Espaço Cultural recebe palestra sobre abuso sexual infantojuvenil
Evento acontece nesta sexta-feira (18), a partir das 19h; entrada é gratuita
Espaço Cultural recebe palestra sobre abuso sexual infantojuvenil
DEBATE - Gabriela Serrano, presidente do CMDCA, diz que tema precisa ser debatido por toda a sociedade (Foto: Elton Laud/O ECO)
Sexta-feira (18) é o Dia Nacional de Combate ao Abuso e à Exploração Sexual Contra Crianças e Adolescentes e, para marcar a data, o Conselho Municipal dos Direitos da Criança e do Adolescente (CMDCA) de Lençóis Paulista promove uma palestra com o objetivo de conscientizar a população sobre a gravidade deste problema de ordem social, que tem se agravado a cada ano.
A palestra, que acontece a partir das 19h, no Espaço Cultural Cidade do Livro (Rua Pedro Natálio Lorenzetti, 286, no Centro), será ministrada pela psicóloga Sandra de Almeida, especialista no assunto. O evento, que é gratuito e aberto à comunidade, terá a participação de pais e profissionais que atuam diretamente com crianças e adolescentes. Foram convidados representantes das áreas da educação, saúde e assistência social.
“É um tema de extrema importância para toda a sociedade e precisa ser discutido em diversas esferas. Entendemos como fundamental a questão da prevenção, principalmente no que diz respeito ao fortalecimento das crianças para que elas tenham repertório para identificar quando estão sendo abusadas, para pedir ajuda e denunciar. É necessário que haja um trabalho de educação sexual nas escolas, obviamente respeitando a idade e o nível de informação que essas crianças estão preparadas para receber”, explica a psicóloga Gabriela Russo Serrano, presidente do CMDCA, que revela um dado preocupante.
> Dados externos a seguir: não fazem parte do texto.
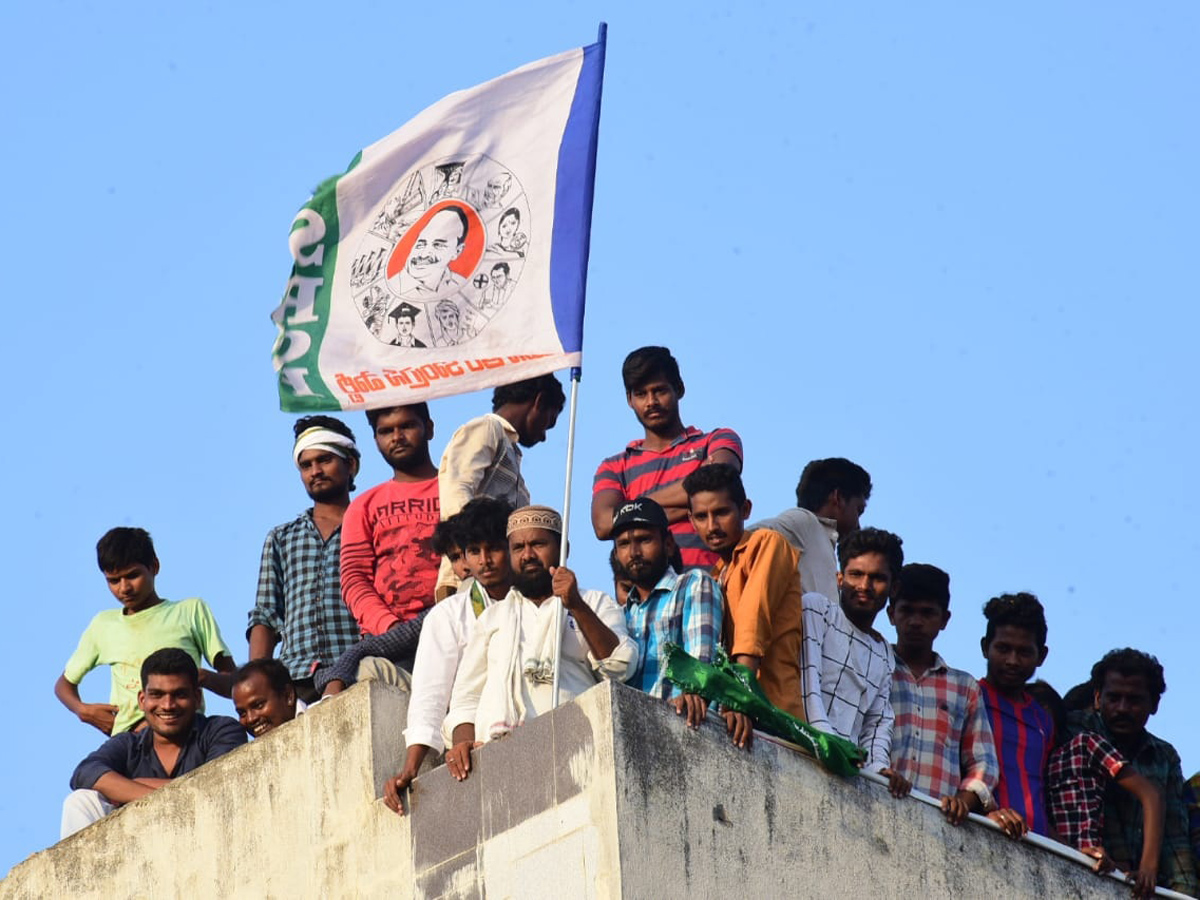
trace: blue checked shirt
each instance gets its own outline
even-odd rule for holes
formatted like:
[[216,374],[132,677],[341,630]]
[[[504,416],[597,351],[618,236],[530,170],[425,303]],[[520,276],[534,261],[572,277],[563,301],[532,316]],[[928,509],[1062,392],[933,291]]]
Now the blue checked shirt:
[[263,543],[258,596],[247,638],[266,625],[281,638],[278,656],[294,679],[309,678],[358,642],[358,623],[342,602],[342,530],[321,538],[312,510],[272,528]]
[[673,641],[701,662],[712,662],[724,614],[721,586],[700,569],[677,575],[668,567],[645,600],[631,591],[625,625],[637,642],[638,666],[629,684],[652,697],[670,697],[672,685],[662,675],[663,644]]

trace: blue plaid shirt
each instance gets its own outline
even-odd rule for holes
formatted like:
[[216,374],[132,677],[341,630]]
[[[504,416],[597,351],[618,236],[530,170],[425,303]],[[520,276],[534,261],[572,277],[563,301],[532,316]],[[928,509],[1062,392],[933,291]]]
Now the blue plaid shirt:
[[637,642],[638,666],[629,684],[652,697],[670,697],[672,685],[662,675],[663,644],[673,641],[701,662],[712,662],[724,614],[721,586],[700,569],[677,575],[668,567],[645,600],[631,591],[625,625]]
[[294,679],[332,665],[358,642],[358,623],[342,602],[341,549],[341,528],[322,539],[311,509],[272,528],[263,543],[246,636],[255,625],[275,631],[283,639],[279,659]]

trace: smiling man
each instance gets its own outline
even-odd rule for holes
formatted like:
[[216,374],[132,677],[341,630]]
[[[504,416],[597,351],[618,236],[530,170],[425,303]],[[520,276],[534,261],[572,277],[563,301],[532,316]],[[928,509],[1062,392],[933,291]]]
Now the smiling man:
[[683,378],[666,347],[642,347],[621,366],[625,400],[644,435],[600,463],[592,480],[592,528],[612,536],[613,513],[639,497],[663,508],[684,568],[708,569],[717,554],[704,545],[688,518],[683,479],[702,465],[726,463],[742,470],[742,440],[729,428],[704,432],[684,426],[679,414]]
[[400,296],[420,299],[453,293],[466,279],[449,268],[466,246],[467,214],[451,204],[434,213],[413,243]]
[[[804,719],[796,551],[769,528],[746,531],[750,501],[733,466],[700,466],[683,479],[682,488],[692,527],[717,558],[712,574],[727,601],[724,643],[730,657],[754,672],[771,703]],[[748,746],[749,719],[741,713],[722,715],[734,743]]]
[[892,745],[892,650],[875,630],[904,564],[896,535],[855,531],[839,548],[838,595],[804,595],[804,706],[814,728],[852,741],[867,754],[865,768],[893,776],[893,793],[907,792],[888,767]]
[[1071,713],[1068,730],[1092,732],[1112,742],[1134,771],[1162,792],[1166,807],[1159,858],[1143,860],[1142,805],[1133,793],[1110,782],[1104,794],[1104,849],[1124,871],[1157,868],[1159,885],[1197,896],[1200,882],[1188,843],[1179,754],[1146,730],[1167,689],[1162,665],[1140,650],[1112,650],[1092,667],[1092,689],[1094,708]]
[[251,737],[292,721],[308,709],[296,696],[287,666],[277,659],[255,659],[233,673],[233,708]]
[[339,575],[342,520],[359,452],[354,432],[332,416],[305,416],[293,432],[292,460],[313,505],[267,535],[246,639],[251,660],[269,659],[279,647],[296,695],[311,703],[317,699],[313,675],[359,635],[342,602]]
[[110,738],[76,767],[63,803],[62,837],[246,743],[233,719],[199,713],[199,671],[183,650],[147,656],[141,682],[138,705],[147,727]]

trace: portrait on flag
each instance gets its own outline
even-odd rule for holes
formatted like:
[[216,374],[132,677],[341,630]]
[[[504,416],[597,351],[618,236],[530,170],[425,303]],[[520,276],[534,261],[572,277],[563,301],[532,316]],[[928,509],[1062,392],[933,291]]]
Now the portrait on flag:
[[474,340],[520,283],[529,222],[516,175],[482,154],[403,177],[355,250],[363,327],[391,346]]
[[452,94],[296,215],[285,410],[416,403],[578,366],[603,44]]

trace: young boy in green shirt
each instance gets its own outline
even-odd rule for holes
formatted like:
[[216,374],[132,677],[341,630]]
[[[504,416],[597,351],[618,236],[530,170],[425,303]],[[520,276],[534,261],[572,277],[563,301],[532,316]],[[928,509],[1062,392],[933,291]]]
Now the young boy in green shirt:
[[[221,639],[212,610],[200,599],[163,600],[155,593],[158,557],[142,528],[113,528],[96,544],[96,561],[108,589],[121,604],[96,614],[54,684],[54,695],[79,717],[105,734],[119,734],[142,724],[137,695],[142,662],[155,650],[178,647],[197,666],[201,657],[216,671],[200,669],[200,685],[228,697],[233,656]],[[84,703],[79,682],[97,666],[109,666],[112,693],[108,703]]]

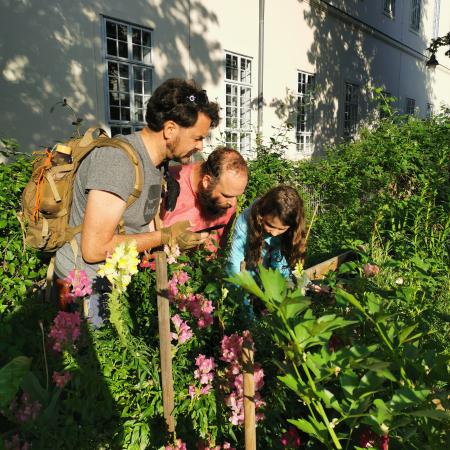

Segundo a profissional, que também atua na Casa Abrigo Amorada, que acolhe crianças e adolescentes em situação de vulnerabilidade social, afastadas do convívio familiar em decorrência de diversos tipos de problemas, inclusive abuso sexual, existe uma grande preocupação em relação ao aumento do número de casos registrados, que saltou de seis, em 2016, para 16, em 2017, e pode aumentar ainda mais neste ano, já que, apenas até março, foram registrados seis casos na cidade.
“Não temos como saber se foram os casos que aumentaram ou se foram as denúncias que passaram a ser feitas com mais frequência. Mas, são dados alarmantes que não podem ser ignorados”, ressalta a psicóloga, que acrescenta que 90% dos casos são os chamados intrafamiliares, cometidos por pessoas próximas ou da própria família, e que 61% dos casos são cometidos contra meninas, sendo que 39% das vítimas têm menos de 11 anos.